Raozan Government College
- Type: Public
- Established: 1963
- Founder: AKM Fazlul Kabir Chowdhury
- Principal: Salim Nawaz Chowdhury
- Students: 4000+
- Undergraduates: 2000+
- Location: Sultanpur, Raozan Upazila, Chittagong District, Bangladesh 22°32′03″N 91°54′45″E﻿ / ﻿22.5342°N 91.9125°E
- Website: raozancollege.edu.bd

= Raozan Government College =

College in Bangladesh

Raozan Government College, Chittagong (রাউজান সরকারি কলেজ) is a government-run, honors-level degree college in Raozan Upazila, Chittagong District, Bangladesh. It was founded in 1963 by AKM Fazlul Kabir Chowdhury, a member of the East Pakistan Provincial Assembly.

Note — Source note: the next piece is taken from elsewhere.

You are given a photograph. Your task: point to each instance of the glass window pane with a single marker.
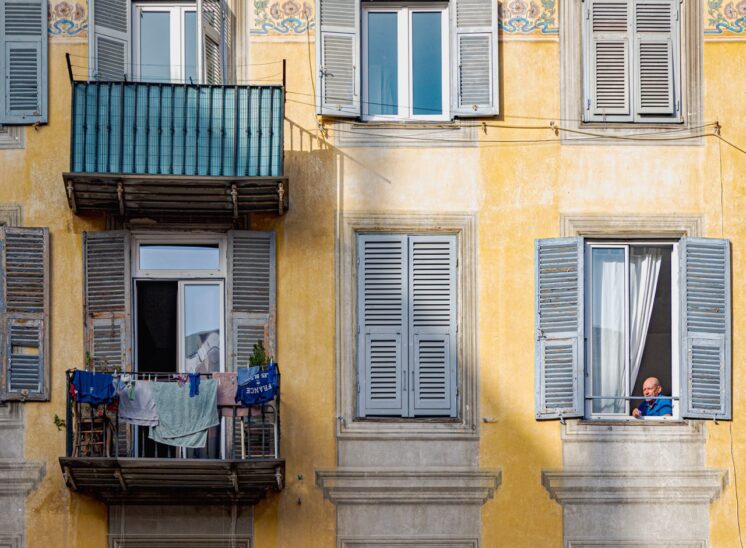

In 2017, the Directorate of Secondary and Higher Education ordered that the college, which had been private, would be nationalized.

The campus is located on the south side of the Chittagong-Rangamati Highway in Sultanpur, Raozan Municipality, Chittagong. It is about 750 m south of the Upazila headquarters. BDT 12.1 million (US$150,000) has been allocated for the construction of a four-story information technology building.